Abstract

Accurate and timely detection and classification of lung abnormalities are crucial for effective diagnosis and treatment planning. In recent years, Deep Learning (DL) techniques have shown remarkable performance in medical image analysis. This paper presents a novel and promising approach, namely DCNN-GRU, for improving the detection and classification of lung abnormalities. Our proposed model combines the capabilities of a Deep Convolutional Neural Network (DCNN) with a Gated Recurrent Unit (GRU) while incorporating Explainable AI techniques. Specifically, the DCNN-GRU model leverages the power of CNNs to automatically extract meaningful features from lung images, capturing both local and global patterns. The extracted features are fed into a GRU, which effectively models temporal dependencies and captures sequential information inherent in lung images. This integration allows the model to understand complex lung abnormalities accurately.
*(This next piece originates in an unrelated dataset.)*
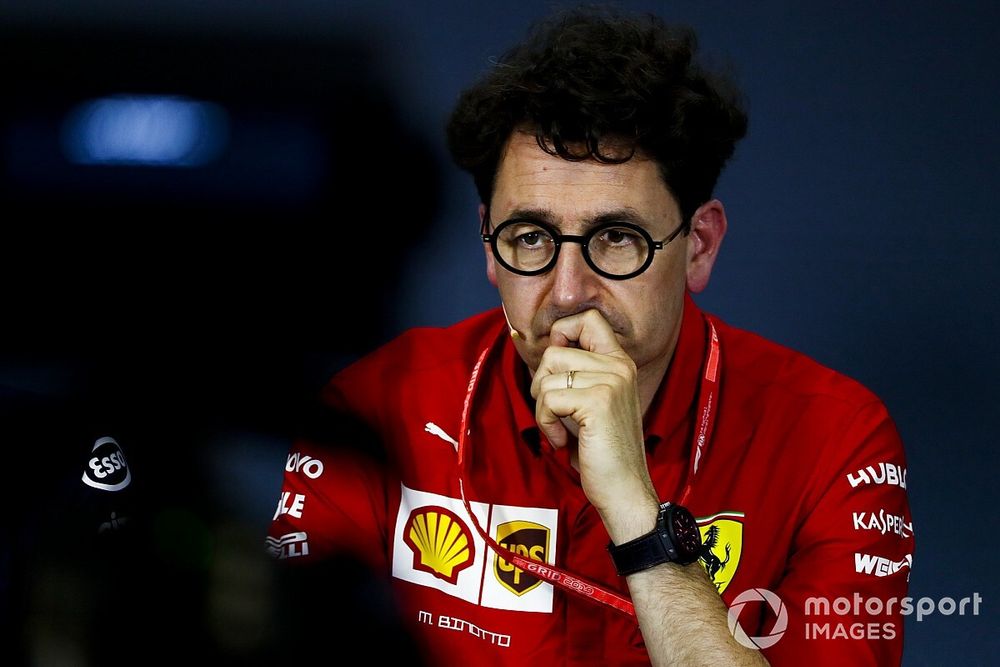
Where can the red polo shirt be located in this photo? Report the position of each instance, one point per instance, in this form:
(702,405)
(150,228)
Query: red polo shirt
(800,496)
Additionally, we emphasize the integration of Explainable Artificial Intelligence (XAI) techniques like LIME, SHAP, and Grad-CAM to enhance the interpretability and transparency of our model. To evaluate the proposed approach, we conducted experiments on COVID-19 and Lung cancer using two different datasets. The model achieved a promising accuracy of 99.30% and 98.97% for COVID-19, and lung cancer, respectively. Furthermore, the model significantly reduces training time compared to existing approaches. The results demonstrate that our model outperforms existing approaches, achieving a high accuracy rate in detection and classification tasks. Furthermore, the XAI provides valuable insights into the model’s decision-making process, aiding clinicians in understanding and validating the predictions.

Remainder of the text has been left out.